I know it’s hard to imagine, but I don’t miss the straight-up scrambled, hard boiled, or poached eggs I used to eat (especially the seemingly always-runny plate when I ordered “well done”). I do miss — and so occasionally indulge in — bread pudding or other desserts made with eggs. My fridge is probably egg-free 90% of the time. But when I do procure a few eggs for family or friends, I try to get them from a friend with chickens (best) or buy organic.
I gave up dairy for dietary and health reasons, but have become increasingly concerned about the ethics of food production, including the treatment of animals. When you buy and consume industrially-produced meat and dairy products, you are supporting an unhealthy (antibiotics, hormones, and possible infections such as e coli and salmonella) as well as cruel (overcrowding, no fresh air, throwing away live male chicks, clipping tails and beaks, etc.) business. So, on all levels, regardless of what you choose to eat, it’s just best to buy organic and local when possible!
But you only eat “free-range” or “cage-free” eggs, so that’s safe and healthy, right? Nope. Actually, the U.S. Department of Agriculture has no definitions for cage-free or free-range (as in, I could keep chickens in my car and call them free-range — a bad idea on oh-so-many levels). . . and the CDC estimates that for every reported case of salmonella poisoning there are actually 38 unreported incidents. Why risk it?
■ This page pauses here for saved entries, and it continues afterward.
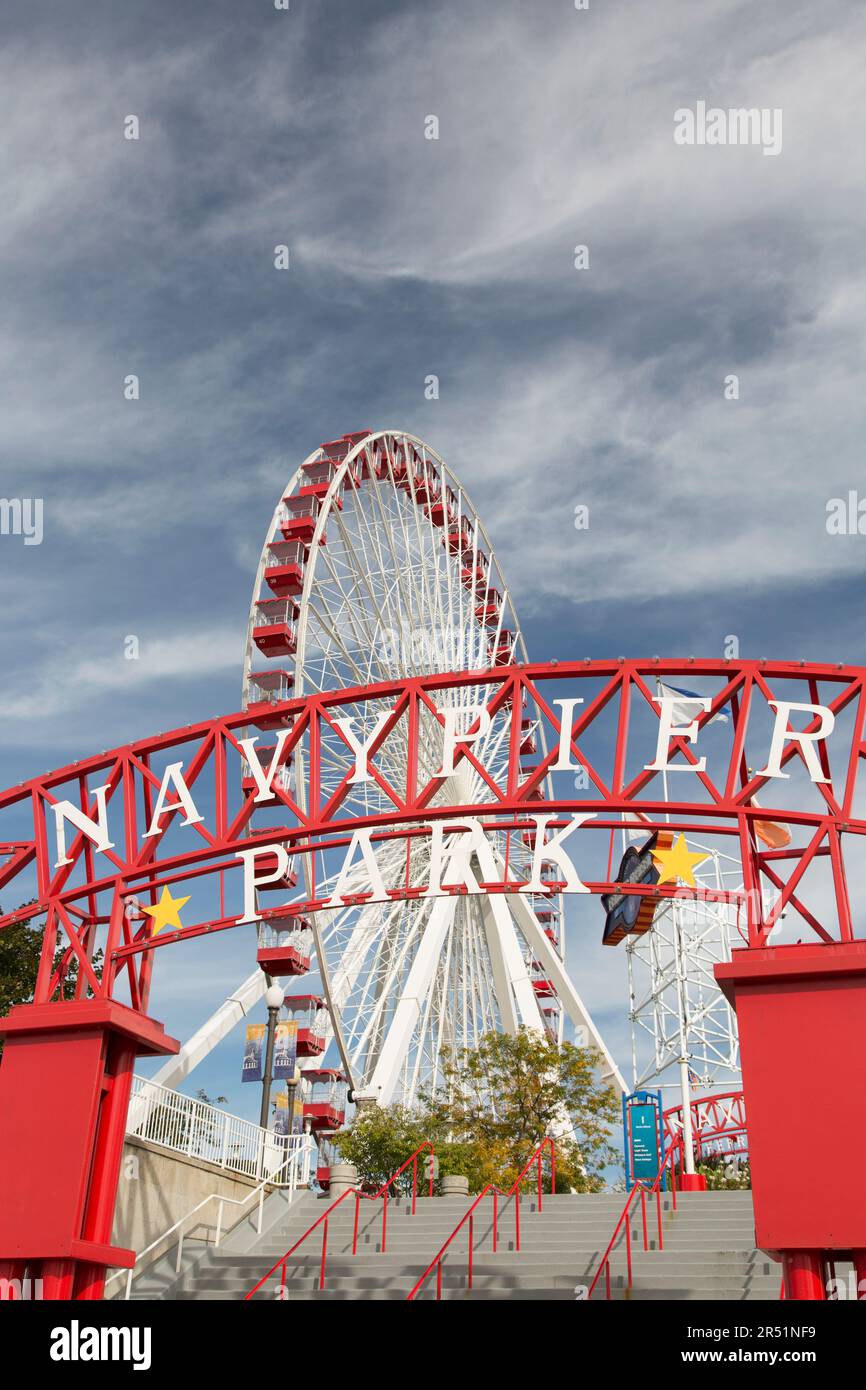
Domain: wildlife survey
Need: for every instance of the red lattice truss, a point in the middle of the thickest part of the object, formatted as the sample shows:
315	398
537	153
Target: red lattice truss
720	801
“Organic and pasture-raised” – this is what you should look for on your labels. My family likes an occasional scrambled egg or french toast, and we have company this week, so I just paid seven dollars here in Kona for a carton of such eggs a few days ago. Ouch. But I’m willing to walk by my favorite lotion and vegan scones to buy organic. (Okay, I’m being dramatic to make a point. You know I walked right back over to the scones.) Did you know that at Whole Foods you can actually get a bio of the hens who laid your eggs – and a signed egg shell for $9.95 (I’m totally serious about the bio!). I’m not sure we need to take it this far, but I’m passionate about supporting humane practices at every level of the food chain, whatever we decide to eat.
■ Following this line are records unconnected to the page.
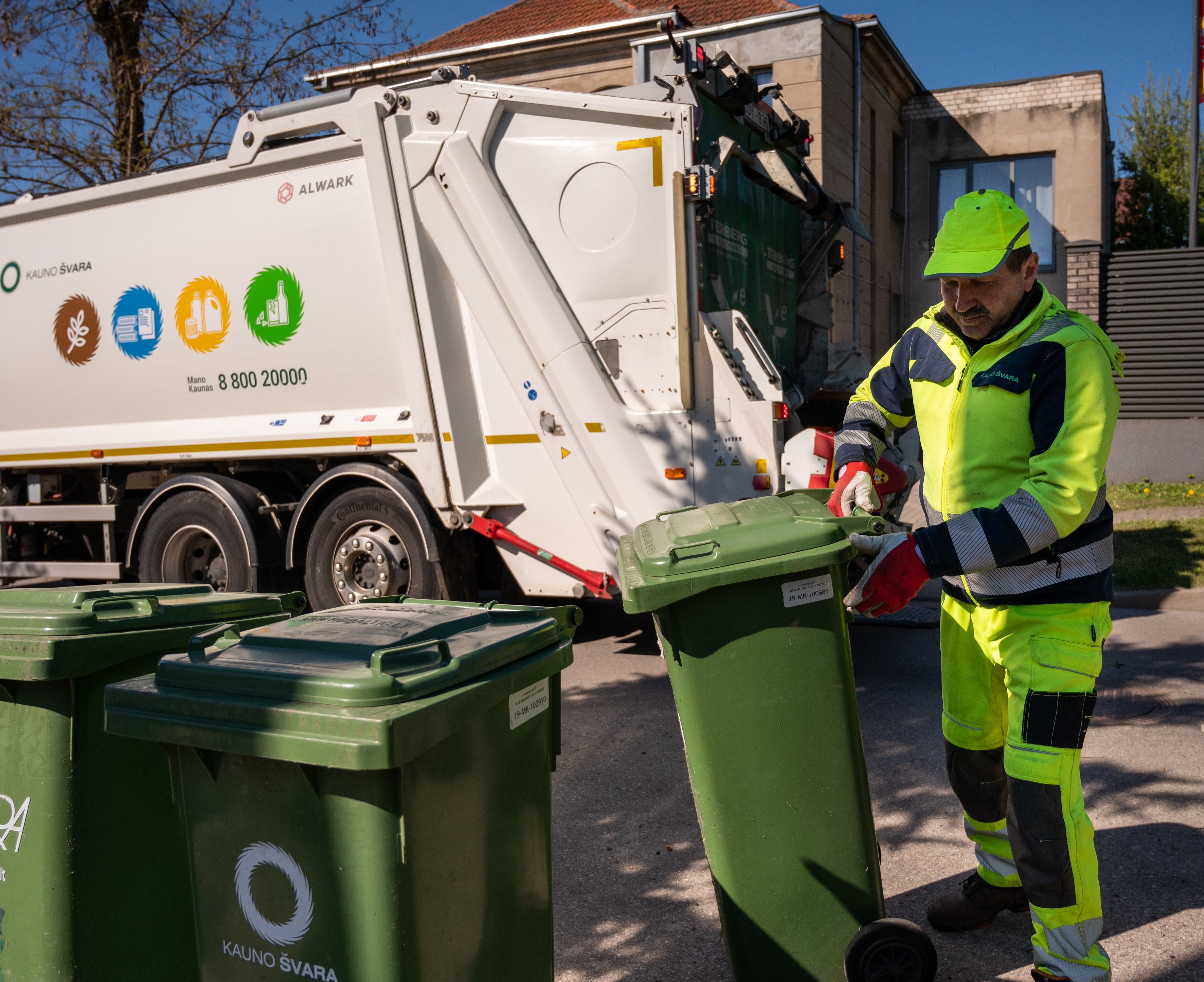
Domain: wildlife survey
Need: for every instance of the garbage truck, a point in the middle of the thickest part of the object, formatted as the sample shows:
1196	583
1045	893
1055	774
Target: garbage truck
388	314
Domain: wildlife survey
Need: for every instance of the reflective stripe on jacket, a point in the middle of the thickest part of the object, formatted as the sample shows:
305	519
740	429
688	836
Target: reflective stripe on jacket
1015	441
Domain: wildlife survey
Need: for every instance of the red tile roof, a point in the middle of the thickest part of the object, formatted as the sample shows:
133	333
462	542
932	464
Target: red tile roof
528	17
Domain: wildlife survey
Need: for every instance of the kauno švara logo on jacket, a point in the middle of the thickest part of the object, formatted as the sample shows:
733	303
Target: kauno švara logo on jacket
281	935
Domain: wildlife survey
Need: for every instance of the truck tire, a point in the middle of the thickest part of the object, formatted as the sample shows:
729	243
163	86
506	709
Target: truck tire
193	538
364	544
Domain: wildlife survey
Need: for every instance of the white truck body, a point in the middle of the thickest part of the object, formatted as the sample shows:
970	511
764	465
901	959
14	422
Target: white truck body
459	252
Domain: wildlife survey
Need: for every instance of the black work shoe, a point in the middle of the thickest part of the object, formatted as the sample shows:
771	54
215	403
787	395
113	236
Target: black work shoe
974	904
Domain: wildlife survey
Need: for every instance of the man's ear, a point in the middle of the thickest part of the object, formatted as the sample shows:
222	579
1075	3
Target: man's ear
1030	270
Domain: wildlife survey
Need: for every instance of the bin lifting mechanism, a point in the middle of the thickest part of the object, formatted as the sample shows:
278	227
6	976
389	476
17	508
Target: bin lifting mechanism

Speaking of, my other “beef” today has to do with militant definitions of being vegan or vegetarian or herbivore or paleo or clownivore. . . “If you’re a committed vegan, you don’t eat eggs. Ever.” Well, okay, if you haven’t ingested one calorie of animal-derived protein for 999 days and 7 hours, that’s awesome — and I love being part of a community of like-minded and like-eating peeps — but this attitude doesn’t do animals or our food system any favors, and it certainly doesn’t win vegans any friends. Rather, it may perpetuate an image of vegans as condescending and disdainful, when what we all need to do is encourage our circles to consume sustainably, responsibly, and compassionately.
The basic problem, as I see it — and this applies to our entire food supply, not just eggs — is that most Americans are more interested in cheap food over quality food. We have got to demand healthier food across the spectrum. Now go out there and make your bad self a tempeh scramble. . . yummmmmy! 🙂
1 lb tempeh, cubed
1 red bell pepper, thinly sliced
1 small red onion, thinly sliced
3 garlic cloves, minced
2 teaspoons dried thyme or 2 tablespoons chopped fresh thyme
1/4 teaspoon salt
fresh black pepper
4 large leaves swiss chard, torn into pieces (or any leafy green)
1. Preheat a large, heavy-bottomed pan over medium heat. Saute the tempeh in 2 tablespoons olive oil for about 7 minutes, stirring often, until lightly browned.
3. Season with salt and pepper. Add greens and saute until just wilted. Serve immediately.